I had just moved to a rural property and owned a generator I grabbed on impulse. I saw the wattage rating on the box, figured it would handle whatever I needed, and didn't really think about it again until the power went out and stayed out. Turns out that generator had a really high total harmonic distortion rating, which basically meant I couldn't trust it to run anything with sensitive electronics. I spent five days juggling extension cords, rotating what I could plug in, and generally just trying to keep things running.
While I was sitting there waiting for the power to come back I started doing research. I wanted to compare generators the way you'd compare any other piece of equipment. Spec for spec, apples to apples. But the information was all over the place. Every manufacturer presented their specs differently. Wattage ratings weren't consistent. Noise levels were tested under different conditions. Some brands didn't even publish their THD numbers. Just trying to get a real comparison between two similar generators meant opening a bunch of tabs and pulling data into my own spreadsheet.

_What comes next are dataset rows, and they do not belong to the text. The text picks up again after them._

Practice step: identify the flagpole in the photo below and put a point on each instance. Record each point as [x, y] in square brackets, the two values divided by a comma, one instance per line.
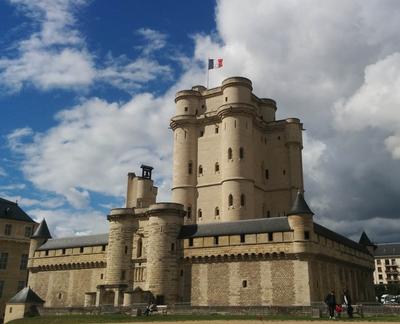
[208, 71]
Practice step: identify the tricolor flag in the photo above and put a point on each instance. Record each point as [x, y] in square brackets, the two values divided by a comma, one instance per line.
[215, 63]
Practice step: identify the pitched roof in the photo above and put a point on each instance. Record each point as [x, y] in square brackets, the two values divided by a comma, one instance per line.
[387, 249]
[11, 210]
[321, 230]
[42, 231]
[300, 206]
[364, 240]
[250, 226]
[26, 295]
[75, 241]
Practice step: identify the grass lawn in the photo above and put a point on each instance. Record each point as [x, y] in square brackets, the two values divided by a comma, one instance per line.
[121, 318]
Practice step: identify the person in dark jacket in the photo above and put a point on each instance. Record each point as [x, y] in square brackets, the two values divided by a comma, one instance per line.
[330, 301]
[347, 302]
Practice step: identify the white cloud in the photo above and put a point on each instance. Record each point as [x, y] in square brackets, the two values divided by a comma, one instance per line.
[65, 222]
[155, 40]
[56, 55]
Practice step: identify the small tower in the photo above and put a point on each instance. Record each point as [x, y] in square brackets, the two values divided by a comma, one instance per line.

So that's exactly what I did. And the spreadsheet just kept growing. More models, more brands, more specs. At some point it got big enough that a spreadsheet didn't really make sense anymore and I figured other people were probably dealing with the same problem I was. That's how RightGenerator became a website.
What changed on day five
By day five of that outage, the workaround life was not sustainable. I had a local electrician install a 50A generator interlock kit and a dedicated power inlet. That was the turning point. Being able to feed the panel through a proper interlock meant the furnace could stay on and the well pump could keep running without a mess of extension cords.
It also made the next problem obvious: not every generator is built for a modern whole-house backup setup. Total harmonic distortion was not just a spec buried in a manual. It was the difference between keeping the house warm and taking a risk with furnace controls, electronics, and other sensitive equipment.

How this site actually works
Every generator on this site is scored using a system that is completely transparent. We normalize specs across wattage bands and product types so you're always comparing similar generators against each other. The scoring looks at running and starting watts, noise, weight, runtime, inverter quality, warranty, and price. Nothing is hidden and nothing is sponsored. If we recommend something you can see exactly why it scored the way it did.
Because I have lived through a 50A backup scenario, I do not just look at peak watts. Inverter quality and THD matter in the scoring because clean power matters for modern homes with HVAC controllers, electronics, chargers, and other sensitive loads. If a generator has plenty of watts but poor power quality, I do not treat that as a minor footnote.
We pull real pricing from multiple retailers so you're looking at what things actually cost right now, not some MSRP from six months ago. And our comparison tools have rules built in so we're not putting a little 2000 watt inverter generator next to a 10,000 watt open frame unit and pretending that's a useful comparison.
Who I am

AJ Quick
Mechanical engineer, founder of RightGenerator, and the person behind the reviews and analysis on this site.
I'm a mechanical engineer living in Colorado. I built RightGenerator after a five day outage forced me to learn the hard way that generator specs are not as simple as the wattage number on the box. I write the generator reviews, build the comparison logic, and maintain the scoring system so the site reflects real tradeoffs: usable power, noise, weight, runtime, inverter quality, THD, warranty, and what the generator actually costs.
I use automation to collect and normalize specs at scale, but the recommendations are intentionally editorial. When a generator is too loud, too heavy, too expensive for its output, or risky for sensitive electronics, I want the page to say that plainly.